The editor-at-large of Fortune Magazine, Sellers offered this bit of wisdom in a wide-ranging morning keynote address at the IICF Women in Insurance Global Conference, being held in New York City June 12-14. The annual conference convenes more than 400 business executives from leading corporations, as well as educational leaders and subject matter experts.
During the keynote, Sellers shared her views on what it takes for women to rise up the corporate hierarchy and excel in a traditionally male bastion: the company C-suite. Peppering her talk with anecdotes (and gossip) about leading female corporate chiefs, Sellers drew upon the insights she’s gained as co-chair of Fortune’s Most Powerful Women Summit, a gathering of preeminent women in business, plus leaders in government, philanthropy, education and the arts.
Among them: Ginni Rometty, the current chairman, president and CEO of IT solutions provider IBM. Sellers said that early in her career at IBM, Rometty demurred when offered a senior management role, citing her lack of experience and time at the company.

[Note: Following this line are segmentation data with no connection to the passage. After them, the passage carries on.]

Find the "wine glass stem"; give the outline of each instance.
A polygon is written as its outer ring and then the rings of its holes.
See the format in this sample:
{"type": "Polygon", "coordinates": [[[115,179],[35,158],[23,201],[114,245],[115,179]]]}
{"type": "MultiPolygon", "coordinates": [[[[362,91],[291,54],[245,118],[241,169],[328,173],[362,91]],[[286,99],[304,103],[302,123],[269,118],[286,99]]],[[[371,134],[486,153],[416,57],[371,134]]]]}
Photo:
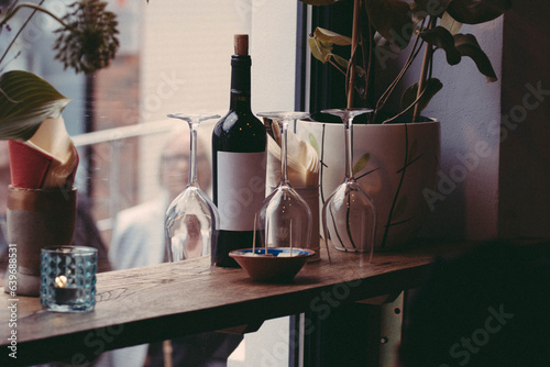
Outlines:
{"type": "Polygon", "coordinates": [[[344,138],[345,138],[345,180],[353,180],[353,124],[350,116],[344,116],[344,138]]]}
{"type": "Polygon", "coordinates": [[[288,135],[288,120],[279,123],[280,126],[280,182],[279,185],[288,185],[288,170],[287,170],[287,135],[288,135]]]}
{"type": "Polygon", "coordinates": [[[190,136],[190,158],[189,158],[189,182],[188,185],[197,186],[197,129],[199,126],[198,120],[189,121],[190,136]]]}

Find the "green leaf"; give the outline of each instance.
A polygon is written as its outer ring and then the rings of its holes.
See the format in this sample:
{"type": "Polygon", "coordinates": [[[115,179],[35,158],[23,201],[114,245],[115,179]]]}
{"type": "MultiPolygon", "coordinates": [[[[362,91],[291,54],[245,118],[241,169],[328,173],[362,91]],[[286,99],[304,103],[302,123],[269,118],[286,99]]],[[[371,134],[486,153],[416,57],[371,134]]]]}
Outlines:
{"type": "Polygon", "coordinates": [[[454,38],[448,30],[442,26],[436,26],[435,29],[424,31],[420,33],[420,36],[430,45],[443,49],[447,55],[447,62],[450,65],[460,63],[462,56],[454,47],[454,38]]]}
{"type": "Polygon", "coordinates": [[[399,0],[366,0],[366,13],[374,29],[387,41],[407,47],[414,30],[408,3],[399,0]]]}
{"type": "Polygon", "coordinates": [[[447,8],[459,22],[480,24],[492,21],[512,8],[512,0],[453,0],[447,8]]]}
{"type": "Polygon", "coordinates": [[[319,155],[319,144],[317,144],[317,138],[315,138],[314,134],[309,133],[309,144],[314,147],[314,149],[317,152],[317,155],[319,155]]]}
{"type": "Polygon", "coordinates": [[[408,199],[407,196],[404,194],[397,201],[397,204],[394,208],[394,212],[392,213],[392,221],[398,219],[405,213],[405,209],[407,209],[408,199]]]}
{"type": "Polygon", "coordinates": [[[308,5],[324,7],[339,2],[340,0],[300,0],[308,5]]]}
{"type": "MultiPolygon", "coordinates": [[[[329,55],[330,57],[332,57],[334,59],[334,62],[340,65],[344,70],[348,69],[348,65],[350,64],[349,60],[346,60],[345,58],[343,58],[342,56],[338,56],[337,54],[330,54],[329,55]]],[[[355,67],[355,70],[358,69],[361,69],[363,70],[362,67],[355,67]]]]}
{"type": "Polygon", "coordinates": [[[42,121],[56,119],[70,99],[41,77],[8,71],[0,77],[0,138],[28,141],[42,121]]]}
{"type": "Polygon", "coordinates": [[[441,14],[447,10],[447,7],[449,7],[450,2],[451,0],[415,0],[413,3],[413,10],[416,13],[424,13],[421,19],[427,15],[441,16],[441,14]]]}
{"type": "Polygon", "coordinates": [[[472,58],[481,74],[487,77],[488,82],[496,81],[495,70],[487,55],[483,52],[473,34],[455,34],[454,47],[462,56],[472,58]]]}
{"type": "Polygon", "coordinates": [[[316,27],[314,36],[324,43],[330,45],[349,46],[351,45],[351,38],[339,33],[322,29],[320,26],[316,27]]]}
{"type": "Polygon", "coordinates": [[[328,62],[328,56],[332,53],[332,47],[327,48],[322,42],[315,37],[308,38],[308,45],[315,58],[323,64],[328,62]]]}
{"type": "MultiPolygon", "coordinates": [[[[441,82],[441,80],[437,78],[430,78],[426,80],[426,89],[425,89],[426,91],[417,102],[419,111],[422,111],[428,105],[428,103],[430,103],[433,96],[436,96],[437,92],[440,91],[442,88],[443,84],[441,82]]],[[[417,99],[417,96],[418,96],[418,82],[408,87],[407,90],[405,90],[405,92],[403,93],[402,110],[409,108],[417,99]]]]}
{"type": "Polygon", "coordinates": [[[454,18],[452,18],[451,14],[449,14],[448,12],[444,12],[439,25],[444,27],[452,35],[455,35],[457,33],[459,33],[460,29],[462,27],[462,23],[459,22],[458,20],[455,20],[454,18]]]}
{"type": "Polygon", "coordinates": [[[355,165],[353,165],[353,175],[359,174],[363,169],[365,169],[366,165],[369,164],[369,160],[371,159],[371,154],[365,153],[361,156],[361,158],[358,159],[355,165]]]}

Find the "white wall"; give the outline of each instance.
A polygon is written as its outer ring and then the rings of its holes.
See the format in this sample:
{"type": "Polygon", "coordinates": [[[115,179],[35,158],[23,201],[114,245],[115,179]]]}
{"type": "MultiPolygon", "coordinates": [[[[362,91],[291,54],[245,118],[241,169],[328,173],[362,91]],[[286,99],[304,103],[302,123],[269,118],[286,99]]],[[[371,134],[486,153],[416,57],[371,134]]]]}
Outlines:
{"type": "MultiPolygon", "coordinates": [[[[499,77],[502,18],[487,24],[464,25],[461,33],[476,36],[499,77]]],[[[441,175],[452,184],[440,180],[446,199],[436,202],[422,234],[494,238],[498,229],[501,81],[487,84],[466,57],[449,66],[444,53],[437,51],[435,63],[433,77],[442,81],[443,89],[422,114],[441,121],[441,175]]],[[[411,78],[406,85],[415,81],[411,78]]]]}

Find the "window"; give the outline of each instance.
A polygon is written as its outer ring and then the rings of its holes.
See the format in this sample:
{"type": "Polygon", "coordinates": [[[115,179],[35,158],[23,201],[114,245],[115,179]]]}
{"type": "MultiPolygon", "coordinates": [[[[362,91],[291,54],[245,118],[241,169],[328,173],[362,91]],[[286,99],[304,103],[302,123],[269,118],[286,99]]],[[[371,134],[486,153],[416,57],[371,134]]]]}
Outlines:
{"type": "MultiPolygon", "coordinates": [[[[48,0],[43,5],[64,15],[72,2],[48,0]]],[[[234,34],[249,33],[251,37],[253,110],[295,108],[300,7],[294,0],[150,0],[148,4],[145,0],[110,0],[108,9],[118,14],[120,49],[108,68],[89,77],[63,70],[53,60],[52,31],[58,24],[43,14],[33,16],[16,45],[22,54],[9,66],[44,77],[73,99],[64,119],[80,156],[75,186],[85,199],[80,202],[89,203],[107,252],[112,249],[116,231],[124,224],[124,218],[129,219],[119,215],[121,211],[151,210],[153,207],[146,205],[152,202],[166,202],[160,179],[162,151],[174,136],[174,129],[187,132],[182,122],[166,115],[199,111],[223,114],[228,110],[234,34]]],[[[8,42],[3,37],[2,44],[8,42]]],[[[200,149],[207,158],[215,123],[202,124],[199,132],[200,149]]],[[[209,166],[208,160],[205,164],[209,166]]],[[[210,192],[208,186],[205,189],[210,192]]],[[[157,225],[154,232],[161,234],[156,237],[158,248],[164,246],[164,210],[156,212],[153,224],[157,225]]],[[[150,249],[144,251],[146,254],[133,262],[131,249],[124,248],[121,254],[127,253],[130,259],[111,265],[123,268],[158,260],[150,249]]],[[[261,360],[263,355],[254,355],[254,351],[261,351],[261,345],[279,347],[280,343],[283,349],[271,358],[277,366],[286,366],[288,324],[288,318],[268,321],[258,331],[261,337],[246,335],[230,358],[230,366],[261,360]]],[[[143,347],[131,353],[136,365],[145,358],[144,353],[143,347]]],[[[111,365],[116,359],[102,357],[100,365],[111,365]]],[[[124,359],[128,363],[131,359],[124,359]]]]}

After consulting with her husband, who urged her to reconsider, she accepted the job; and said Sellers, Rometty now believes she would not now be CEO if she had not reversed her position.
“Rometty is a really wonderful example of a woman who believes that growth and comfort do not co-exist,” said Sellers.
She added that women should think of a professional career path as a “jungle gym” because the corporate world is so unpredictable, requiring women to be conscious of career-enhancing opportunities and how best to leverage them, while also alert to obstacles that may hinder their progress.
Sellers warned that women aspiring to a senior leadership position within their company should take their skills elsewhere if the employer’s corporate culture throws up barriers to advancement.